Before setting up your DataCentral environment, it's important to understand the core terminology and architecture. DataCentral uses a hierarchical, multi-tenant model designed for scale and security.


1. Instance

An Instance is the top-level deployment of DataCentral. It represents the physical or logical installation of the platform.

  • Who manages it? The Host Administrator (typically DataCentral staff, or an Enterprise customer hosting their own instance).
  • What does it do? An instance manages multiple Tenants. It handles the underlying database connections, overarching security policies, and the creation of subdomains for the tenants it hosts.

2. Tenant

A Tenant is an isolated workspace within an Instance. It is a logical boundary that contains its own users, roles, reports, and settings.

  • Who manages it? The Tenant Administrator.
  • What does it do? A tenant represents a specific organization, customer, or business unit. For example, if you are a SaaS provider using DataCentral to share data with your clients, each of your clients would have their own Tenant.
  • Isolation: Tenants are completely isolated from one another. A user in Tenant A cannot see the users, roles, or reports in Tenant B.
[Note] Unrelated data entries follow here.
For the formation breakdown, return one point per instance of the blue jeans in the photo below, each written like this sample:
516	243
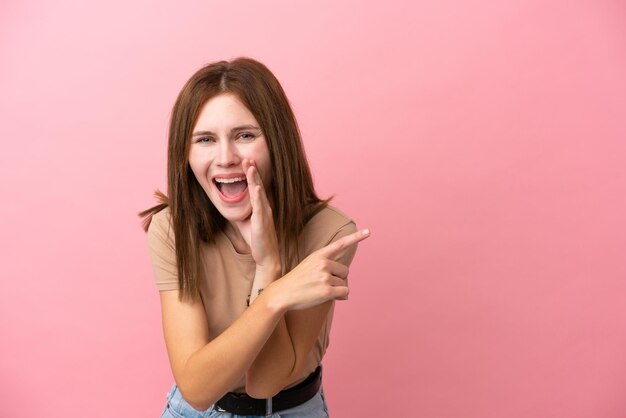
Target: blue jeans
177	407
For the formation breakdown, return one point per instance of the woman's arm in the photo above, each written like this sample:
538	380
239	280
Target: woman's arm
281	360
205	371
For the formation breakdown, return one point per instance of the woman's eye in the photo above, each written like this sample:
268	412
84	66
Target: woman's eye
246	136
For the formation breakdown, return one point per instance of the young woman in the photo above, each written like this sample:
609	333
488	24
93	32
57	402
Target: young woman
247	259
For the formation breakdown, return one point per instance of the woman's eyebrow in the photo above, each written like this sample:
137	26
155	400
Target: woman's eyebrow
235	129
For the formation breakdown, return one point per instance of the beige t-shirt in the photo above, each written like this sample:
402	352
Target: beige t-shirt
226	275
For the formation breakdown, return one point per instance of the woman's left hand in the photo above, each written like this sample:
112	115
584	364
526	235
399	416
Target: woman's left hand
263	241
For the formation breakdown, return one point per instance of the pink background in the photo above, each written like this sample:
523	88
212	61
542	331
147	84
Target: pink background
484	144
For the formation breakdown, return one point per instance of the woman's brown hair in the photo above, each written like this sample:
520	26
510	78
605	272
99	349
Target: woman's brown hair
291	194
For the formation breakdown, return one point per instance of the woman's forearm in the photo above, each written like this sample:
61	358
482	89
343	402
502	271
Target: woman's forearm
214	369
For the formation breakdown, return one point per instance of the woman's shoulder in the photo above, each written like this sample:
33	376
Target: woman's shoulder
325	225
161	225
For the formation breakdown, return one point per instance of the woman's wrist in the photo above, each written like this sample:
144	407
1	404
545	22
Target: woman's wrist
263	277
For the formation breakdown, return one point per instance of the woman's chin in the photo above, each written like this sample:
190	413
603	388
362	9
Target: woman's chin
237	215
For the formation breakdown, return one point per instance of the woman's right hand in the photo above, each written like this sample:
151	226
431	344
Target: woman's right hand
318	278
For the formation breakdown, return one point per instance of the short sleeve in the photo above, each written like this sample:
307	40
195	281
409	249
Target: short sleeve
346	256
162	251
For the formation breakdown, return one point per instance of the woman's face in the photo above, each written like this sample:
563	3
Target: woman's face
225	134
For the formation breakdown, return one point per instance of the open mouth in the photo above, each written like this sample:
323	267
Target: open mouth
231	188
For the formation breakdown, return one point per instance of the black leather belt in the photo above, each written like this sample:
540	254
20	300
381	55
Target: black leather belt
242	404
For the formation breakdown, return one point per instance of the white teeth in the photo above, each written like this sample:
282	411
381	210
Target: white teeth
233	180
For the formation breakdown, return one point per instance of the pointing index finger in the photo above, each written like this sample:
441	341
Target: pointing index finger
332	250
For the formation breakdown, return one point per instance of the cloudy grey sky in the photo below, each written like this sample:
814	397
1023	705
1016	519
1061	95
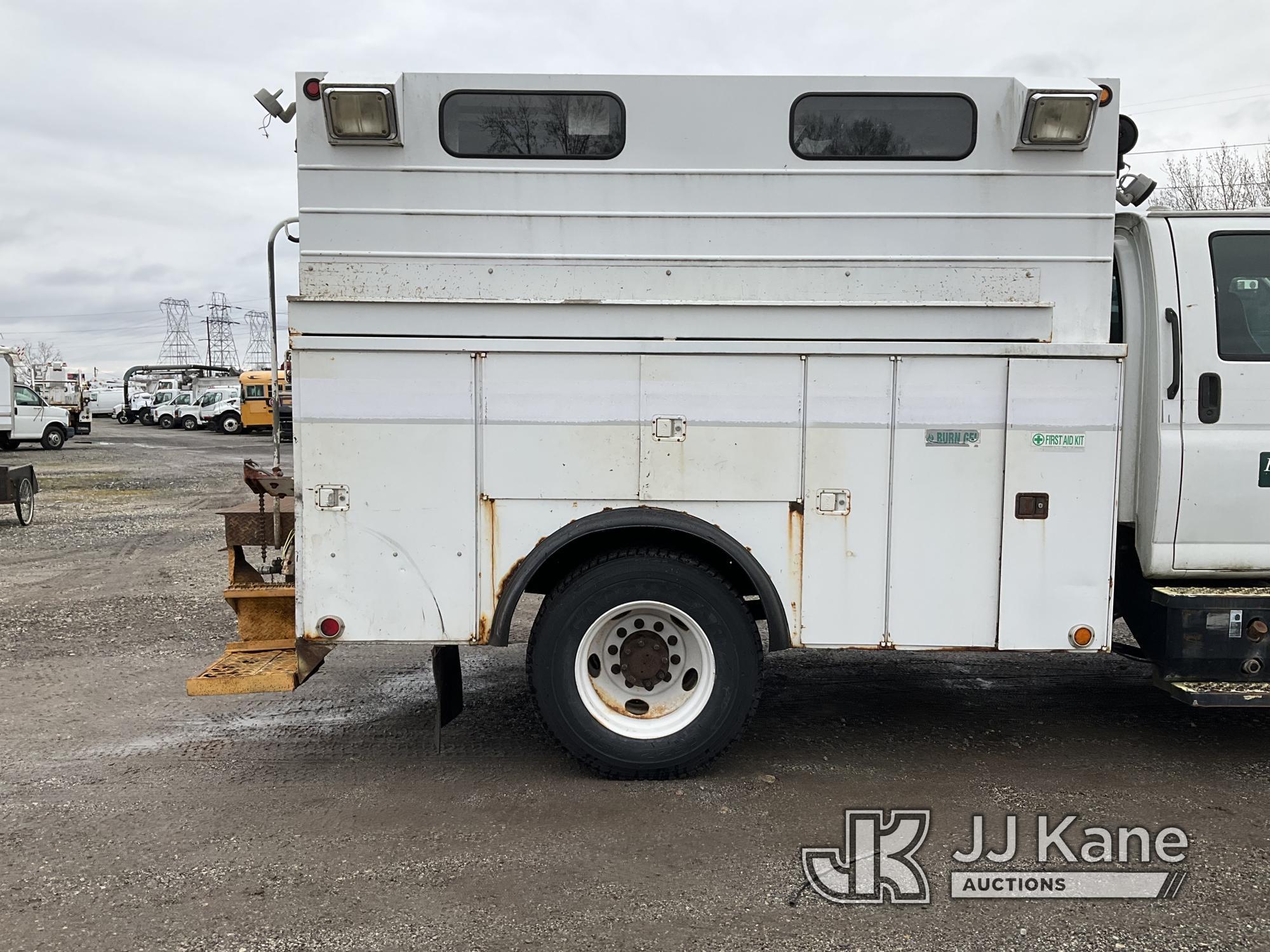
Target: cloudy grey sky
134	168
3. Organizational Unit (OU)

An Organizational Unit (OU) is a structural container within a Tenant used to organize users hierarchically.
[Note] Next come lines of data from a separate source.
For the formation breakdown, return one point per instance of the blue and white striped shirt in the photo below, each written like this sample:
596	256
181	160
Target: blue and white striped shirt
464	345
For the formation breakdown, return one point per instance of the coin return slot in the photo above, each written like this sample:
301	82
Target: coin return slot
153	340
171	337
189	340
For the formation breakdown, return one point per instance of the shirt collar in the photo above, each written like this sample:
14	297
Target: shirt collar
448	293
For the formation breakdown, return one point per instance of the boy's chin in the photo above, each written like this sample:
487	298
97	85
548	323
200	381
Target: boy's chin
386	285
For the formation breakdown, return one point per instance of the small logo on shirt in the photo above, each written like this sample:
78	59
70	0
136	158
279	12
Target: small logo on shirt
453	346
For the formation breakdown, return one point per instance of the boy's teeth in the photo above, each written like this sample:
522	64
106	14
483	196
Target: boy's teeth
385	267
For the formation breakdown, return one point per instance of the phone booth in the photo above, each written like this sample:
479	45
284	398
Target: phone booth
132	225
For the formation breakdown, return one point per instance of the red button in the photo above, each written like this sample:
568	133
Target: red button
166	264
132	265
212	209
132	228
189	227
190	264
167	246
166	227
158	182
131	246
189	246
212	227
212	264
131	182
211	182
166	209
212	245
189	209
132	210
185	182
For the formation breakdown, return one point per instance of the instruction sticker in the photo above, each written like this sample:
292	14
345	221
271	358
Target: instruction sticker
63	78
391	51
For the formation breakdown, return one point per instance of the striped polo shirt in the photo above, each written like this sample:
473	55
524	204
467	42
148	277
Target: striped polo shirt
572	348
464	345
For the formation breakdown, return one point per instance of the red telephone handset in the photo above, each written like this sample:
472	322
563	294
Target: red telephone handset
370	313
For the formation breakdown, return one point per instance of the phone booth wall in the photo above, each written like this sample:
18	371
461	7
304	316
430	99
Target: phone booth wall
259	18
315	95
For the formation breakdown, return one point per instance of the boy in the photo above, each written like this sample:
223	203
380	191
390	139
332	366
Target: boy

  • Why use OUs? OUs allow administrators to group users logically—such as by region, department, or partner company.
  • Integration: OUs can be directly linked to Entra ID (Azure AD) Security Groups. When a user is added to an Entra ID group, they are automatically synced into the corresponding OU in DataCentral, streamlining user management.

4. Roles

Roles define what a user is allowed to do or see within a Tenant. DataCentral uses three distinct layers of roles:

  1. System Roles: Define administrative privileges (e.g., Tenant Admin, User Manager).
  2. Report Roles: Define which specific Power BI reports or dashboards a user is allowed to view.
  3. RLS Roles (Row-Level Security): Define the specific slice of data a user can see within a report (e.g., "Only show data for the EMEA region").

5. Row-Level Security (RLS)

Row-Level Security (RLS) is a mechanism that restricts data access for given users at the database row level. DataCentral extends Power BI's native RLS capabilities to make them easier to manage at scale.

  • Role Codes: Simple text strings assigned to users in DataCentral that map directly to RLS roles defined in Power BI Desktop.
  • Dynamic RLS: Uses the UserPrincipalName() function in Power BI DAX to filter data dynamically based on the logged-in user's identity.
  • Smart RLS: A DataCentral-specific feature that allows you to pass multiple role codes to a single dynamic role, simplifying the management of complex, large-scale data segmentation without needing to create hundreds of individual roles in Power BI.

6. Service Principals

A Service Principal is an identity created for use with applications, hosted services, and automated tools to access Microsoft Azure resources.

In DataCentral, Service Principals are used to securely authenticate with Power BI and Microsoft Graph on behalf of your users. This allows DataCentral to embed reports for users who may not have their own native Power BI Pro licenses (a concept known as "License Pooling" or "App Owns Data").